Feature #20396
openObjectSpace.dump_all(string_value: false): skip dumping the String contents
Description
ObjectSpace.dump_all
is a very useful method to debug memory leaks and such, hence is frequently needed in production. But since all the 7bit strings content is included in the dump, it incur the risk of leaking personal data, or secrets.
Also, in many case the strings content isn't that helpful and is just making the dump much bigger for no good reason. And only pure-ASCII strings are dumped this way, which means all the tools that process these dumps should already be compatible with a dump without any string content.
Feature¶
I propose to add another optional parameter to dump_all
: string_value: false
. When passed, no String content is ever dumped regardless of its coderange.
Implementation: https://github.com/ruby/ruby/pull/10382
Updated by ko1 (Koichi Sasada) 8 months ago
false on default is safer?
Updated by byroot (Jean Boussier) 8 months ago
false on default is safer?
Agreed. Safer and faster. I only set it to true
on default to not change the current behavior, but wouldn't mind flipping it to false
by default.
Updated by jhawthorn (John Hawthorn) 8 months ago
This is a great addition! I've often used a post-processing script to remove the string data, so having it built in would be very helpful.
I think false
would be a good default (but either way is fine by me).

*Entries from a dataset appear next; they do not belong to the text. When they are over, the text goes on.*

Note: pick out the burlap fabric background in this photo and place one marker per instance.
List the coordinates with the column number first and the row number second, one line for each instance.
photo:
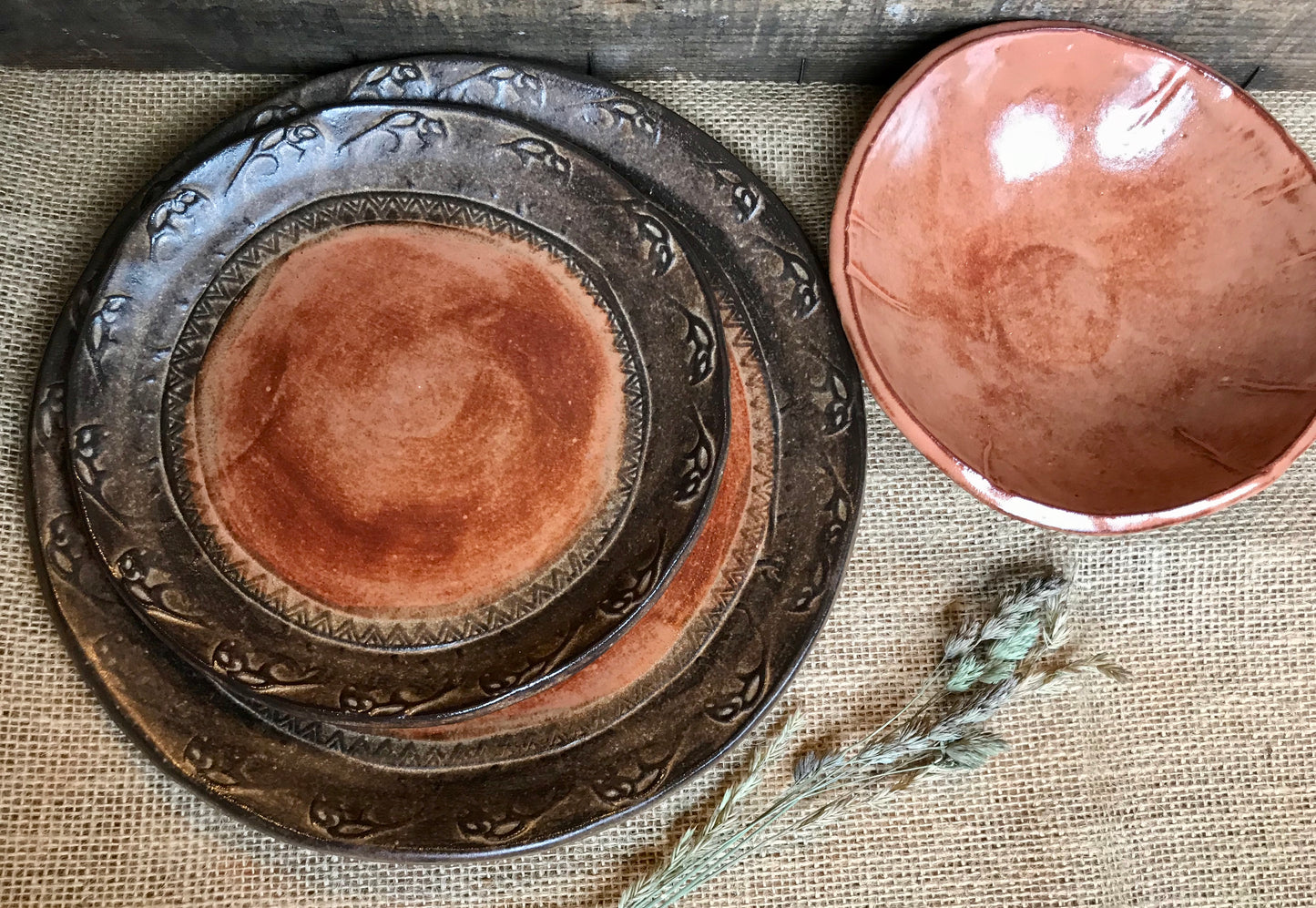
column 1192, row 786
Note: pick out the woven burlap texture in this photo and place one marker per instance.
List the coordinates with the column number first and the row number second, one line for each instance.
column 1192, row 786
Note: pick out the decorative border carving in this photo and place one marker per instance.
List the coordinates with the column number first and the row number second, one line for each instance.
column 246, row 571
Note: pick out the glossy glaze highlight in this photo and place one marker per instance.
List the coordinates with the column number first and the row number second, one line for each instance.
column 1079, row 272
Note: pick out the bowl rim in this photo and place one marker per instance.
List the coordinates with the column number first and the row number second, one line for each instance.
column 974, row 482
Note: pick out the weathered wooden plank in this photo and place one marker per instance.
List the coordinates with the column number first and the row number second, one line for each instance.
column 1270, row 42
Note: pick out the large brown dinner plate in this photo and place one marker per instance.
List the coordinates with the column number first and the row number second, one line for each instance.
column 766, row 278
column 405, row 413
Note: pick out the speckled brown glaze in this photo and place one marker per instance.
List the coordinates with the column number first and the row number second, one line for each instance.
column 388, row 420
column 1078, row 271
column 713, row 570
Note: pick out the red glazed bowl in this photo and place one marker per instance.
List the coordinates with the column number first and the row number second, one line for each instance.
column 1078, row 271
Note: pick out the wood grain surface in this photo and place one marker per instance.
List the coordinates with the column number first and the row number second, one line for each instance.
column 1256, row 42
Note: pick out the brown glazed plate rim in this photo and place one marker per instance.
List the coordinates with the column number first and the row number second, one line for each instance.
column 973, row 481
column 254, row 648
column 224, row 753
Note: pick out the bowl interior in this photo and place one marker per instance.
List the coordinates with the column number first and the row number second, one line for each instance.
column 1081, row 271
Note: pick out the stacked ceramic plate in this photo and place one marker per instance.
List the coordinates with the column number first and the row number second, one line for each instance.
column 445, row 458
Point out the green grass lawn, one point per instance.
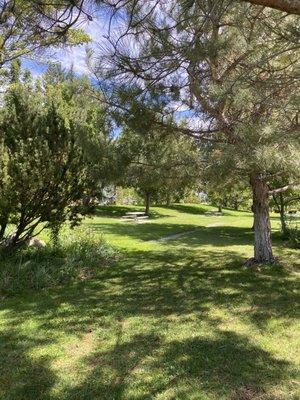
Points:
(179, 319)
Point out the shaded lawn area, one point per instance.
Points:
(172, 320)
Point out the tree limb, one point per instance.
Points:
(288, 6)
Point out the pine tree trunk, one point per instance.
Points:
(147, 203)
(282, 214)
(262, 226)
(3, 226)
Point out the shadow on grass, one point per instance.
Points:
(196, 235)
(167, 286)
(187, 368)
(22, 377)
(114, 211)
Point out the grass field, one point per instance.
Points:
(177, 319)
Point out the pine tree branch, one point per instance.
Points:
(284, 188)
(288, 6)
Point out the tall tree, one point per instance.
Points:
(234, 67)
(48, 132)
(158, 164)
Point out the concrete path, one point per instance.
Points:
(178, 235)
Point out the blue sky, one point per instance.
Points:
(71, 56)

Updated by shyouhei (Shyouhei Urabe) 7 months ago
Why not just stop dumping string values? I'm proposing this because I see no reason to keep them. It is practically proven unnecessary; all non-ASCII bits are already silently dropped and no one complains. I prefer simple API for ObjectSpace.dump_all. We could add options later, if we find any use cases.
Updated by byroot (Jean Boussier) 7 months ago
I see no reason to keep them. It is practically proven unnecessary
I disagree. Just to give one example among many, it's very useful when tracking memory leaks. For instance you notice some pattern of a Hash growing, being able from the dump to see the content of the key often allow to map that object to actual code.
I also use it very frequently to find opportunities for string deduplication via heap-profiler
, e.g. https://github.com/rmosolgo/graphql-ruby/pull/4897
I'm totally fine with making it opt-in, but I'd like to keep the capability.
Updated by shyouhei (Shyouhei Urabe) 7 months ago
I'm not sure if I'm in favor of this request then. ObjectSpace.dump_all is very much analogous to a coredump. Both are very handy on occasions. I don't doubt your experience of finding memory leak is real. But... People normally don't try to cruft a coredump. One do often include sensitive info, but being able to access to a coredump is a big threat already. We normally strictly restrict access to them. The same thing can go for ObjectSpace.dump_all output.
I wrote "I prefer simple API for ObjectSpace.dump_all" because, I'm pretty sure this is not the last thing you wanted for the output. People need to filter out some objects fields, order by something, group by something, having a histogram, ... and pretty sure we would end up need an entire SQL engine. My preference is this method should remain as simple as possible, and let jq(1)
etc., having that business.
Updated by byroot (Jean Boussier) 7 months ago
I'm not sure reasoning by analogy with core dumps is sound here. If there was a way to be sure a core dump is stripped of all personally identifiable informations I'd definitely use it to share core dumps when it's useful.
because, I'm pretty sure this is not the last thing you wanted for the output. ... and pretty sure we would end up need an entire SQL engine.
I think this is a bit of an unfair argument. Yes I requested multiple additions to this API over the last few years, but in my opinion there is a very long way to go before it can considered a complex API, especially for an API that is intended for very advanced debugging. And it's not like I have a long list of feature requests I'm drip feeding.
Also I don't even need that capability myself, I suggested it because I was trying to help @zzak (zzak _) fix a memory leak at his company, and the dumps containing string values made it hard for him to get approval to generate heap dumps from production because of security concerns, and thought this new option it could be useful for the community.